NABOKV-L post 0024105, Mon, 29 Apr 2013 18:15:51 -0700

Subject
Re: Minor points: Surnames and name days
Date
Body
Dear Jansy and Abdel,

And let's not forget, sincePF is in the mix these days, what happened to poor
John Shade on his birthday (13th?).

Carolyn



________________________________
From: Jansy <jansy@AETERN.US>
To: NABOKV-L@LISTSERV.UCSB.EDU
Sent: Mon, April 29, 2013 10:56:15 AM
Subject: Re: [NABOKV-L] Minor points: Surnames and name days


Jansy Mello: inspite of innumerous inspired angles and photography, or the play
inside the play blending fictional reality and its representation, I disliked
enormously the recent production of Anna Karenina, directed by Joe Wright. The
real world of a novelist, at least its intelligibility, gains consistency by
details (caress them) and I missed them all, inspite of all the luxurious lamps
and trinkets.
Jerry Katsell: Perhaps Nabokov, who was capable of uninhibited, uproarious
laughter, would have enjoyed some original details in the Joe Wright directed
Anna Karenina. My favorite moment was during the race scene when Frou Frou,
Vronsky holding on for dear life, crashes into the orchestra pit. J

Jansy Mello: During this episode I kept expecting the farcical race horse scene
from "My Fair Lady." The meaty stumbling Frou Frou filled me with pity.


Abdel Bouazza: The recollection of children playing among other games hide and
seek on Vladimir’s name-day and forgetting about Peter who was still hiding and
therefore missed the picnic he was looking forward to is from VN’s short story
“A Bad Day” (Obida, 1931) included in Details of a Sunset & Other Stories.

Jansy Mello: One added information: a celebration on Vladimir's name-day was
described in his short story "A Bad Day." And, of course, a precise correction
by AB: the scene I had in mind was not included in "Speak,Memory."


Jerry Friedman: I didn't remember Carolyn Kunin's suggestion "that John Shade
is the young miscreant that was judged by Judge whatsisname (next-door
neighbor) with the alphabetic daughters, for having offed his parents when he
was but a wee bairn." This runs into problems with the timing. The more
important one, probably, is that Kinbote's statement that the little parricide
was seven (n. 47-48) would contradict his statement that Samuel Shade died in
1902 (n. 71), which is when John was three or four.

Jansy Mello: Why do you suppose that "the little parricide" was John Shade?
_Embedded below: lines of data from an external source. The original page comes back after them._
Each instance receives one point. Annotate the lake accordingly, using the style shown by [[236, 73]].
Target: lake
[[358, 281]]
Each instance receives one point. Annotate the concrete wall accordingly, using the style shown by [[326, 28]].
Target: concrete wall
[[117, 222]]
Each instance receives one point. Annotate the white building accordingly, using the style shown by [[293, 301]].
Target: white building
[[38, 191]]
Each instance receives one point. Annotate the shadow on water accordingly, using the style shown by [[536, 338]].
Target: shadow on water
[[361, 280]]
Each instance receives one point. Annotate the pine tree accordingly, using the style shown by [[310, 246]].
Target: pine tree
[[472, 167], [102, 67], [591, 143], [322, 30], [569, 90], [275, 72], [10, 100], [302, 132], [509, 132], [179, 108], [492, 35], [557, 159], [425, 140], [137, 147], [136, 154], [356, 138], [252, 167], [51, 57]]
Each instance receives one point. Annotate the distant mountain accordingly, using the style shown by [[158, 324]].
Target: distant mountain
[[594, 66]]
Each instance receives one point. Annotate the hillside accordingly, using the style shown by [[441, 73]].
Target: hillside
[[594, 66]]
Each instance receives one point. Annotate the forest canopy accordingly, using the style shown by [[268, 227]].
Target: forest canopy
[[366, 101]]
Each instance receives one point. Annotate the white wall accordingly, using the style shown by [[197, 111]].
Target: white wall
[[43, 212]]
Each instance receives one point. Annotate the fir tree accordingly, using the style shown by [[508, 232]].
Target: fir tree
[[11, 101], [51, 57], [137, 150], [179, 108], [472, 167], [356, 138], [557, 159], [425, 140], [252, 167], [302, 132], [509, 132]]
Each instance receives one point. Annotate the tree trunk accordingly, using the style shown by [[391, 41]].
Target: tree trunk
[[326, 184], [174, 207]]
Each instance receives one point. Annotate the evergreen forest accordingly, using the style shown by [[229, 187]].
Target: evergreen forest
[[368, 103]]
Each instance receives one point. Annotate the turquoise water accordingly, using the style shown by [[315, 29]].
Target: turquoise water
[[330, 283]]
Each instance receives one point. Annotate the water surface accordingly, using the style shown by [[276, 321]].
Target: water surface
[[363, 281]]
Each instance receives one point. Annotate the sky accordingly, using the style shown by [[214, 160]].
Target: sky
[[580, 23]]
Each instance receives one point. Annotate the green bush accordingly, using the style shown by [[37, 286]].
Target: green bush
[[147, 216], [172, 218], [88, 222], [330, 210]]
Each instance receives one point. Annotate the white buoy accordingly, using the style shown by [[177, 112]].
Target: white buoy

All
I got was: "I wish to convey, in making this reference to Wordsmith briefer
than the notes on the Goldsworth and Shade houses, the fact that the college
was considerably farther from them than they were from one another. It is
probably the first time that the dull pain of distance is rendered through an
effect of style and that a topographical idea finds its verbal expression in a
series of foreshortened sentences." There are other clues, right? What are
they?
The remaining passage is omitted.